Tina Garavi, director of "Cleopatra", breaks her silence: these are the reasons for choosing a black actress
After a wave of criticism of the movie "Queen Cleopatra", the director of the work broke her silence and talked about the reasons for choosing a black actress to represent the Egyptian queen.
American director Tina Gharavi said, in an exclusive article published by "Variety" magazine, that she had been looking for a suitable actress to play the role and enter Cleopatra in the twenty-first century and not be very white like actress Elizabeth Taylor, noting that she did not want an actress who conveyed the beauty of the queen only, but Its strength too.
Tina Gharavi asked, "Why shouldn't Cleopatra be black? And why do some people need Cleopatra to be white?" And she answered, according to her vision: "It seems that her proximity to white gives her value, and this seems to be really important to some Egyptians."
And about choosing actress Adele James to play the role, she revealed: "After many tests and countless experiments, we found in Adele James an actress who can not only convey Cleopatra's beauty but also her strength."
According to her vision, "what historians can confirm is that Cleopatra was more likely to look like Adele than Elizabeth Taylor did," who played Cleopatra in an earlier work of art.
And she added, "I remember as a child I saw Elizabeth Taylor playing Cleopatra, and although I was fascinated, I felt that the image was not correct. Was her skin really white?"
"With this new production (my documentary), can I find answers about Cleopatra's legacy and release her from the stranglehold that Hollywood has imposed on her image?" she asked.
And she followed her words by talking about Cleopatra's lineage, commenting: "I was born in Iran and I am Persian, and Cleopatra's heritage was attributed at one time or another to the Greeks, Macedonians and Persians."
She added, "The well-known facts are that Cleopatra's Greek-Macedonian family (Ptolemaic lineage) intermarried with the Seleucid dynasty in West Asia and was in Egypt for 300 years."
And she continued: “Cleopatra was eight generations away from the ancestors of the Ptolemies, which created the opportunity for her to be somewhat white, and after 300 years we can certainly safely say that Cleopatra was Egyptian and was not Greek or Macedonian.”
Behind the scenes of "Queen Cleopatra"
Behind the scenes of the task of directing the documentary, beginning with her acceptance of the offer and ending with the reactions, took a large part of the director's article, as Tina Gharavi revealed that a fortune teller had predicted the matter to her.
She said: "Last summer I was living in Venice Beach and decided to visit a fortune teller, who told me that I am not Cleopatra but that I somehow share his story."
And she explained that less than a month later, she received a call from a production company that is making “African Queens” for Jada Pinkett Smith, where she was later contracted to direct 4 episodes of a dramatic documentary about the life of the controversial leader, as described by the director.
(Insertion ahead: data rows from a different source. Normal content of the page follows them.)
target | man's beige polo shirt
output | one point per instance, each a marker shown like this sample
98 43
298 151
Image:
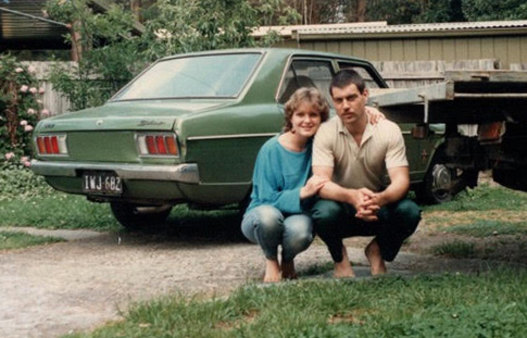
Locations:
382 147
And she continued, "As production approached, I realized the magnitude of this job and its political nature," and she continued, "It was important to set things right while finding a way to tell the story with humanity and accuracy: the last thing we needed was another Cleopatra, divorced from her femininity and strength."
She asked, "The HBO series Rome portrayed one of the world's most intelligent, sophisticated, and powerful women as a drug addict and decrepit, yet Egypt didn't seem to mind. So where was the anger?"
And she replied, "Maybe it's not only that I directed a series that portrays Cleopatra as black, but I asked Egyptians to see themselves as Africans, and they are angry with me for that."
According to her speech, during filming Tina Gharavi became the target of a massive online hate campaign, and she said: "Egyptians accused me of 'blackwashing' and stealing their history, and some threatened to ruin my career."
And when asked, Was Cleopatra really black?, She replied: "We don't know for sure, but we can be sure that she wasn't white like Elizabeth Taylor, and we need to have a conversation with ourselves about our color, and the internal white supremacy that Hollywood indoctrinated us into."
And she believed, "Most of all, we have to realize that Cleopatra's story is not about her as much as it is about our identity," according to the director.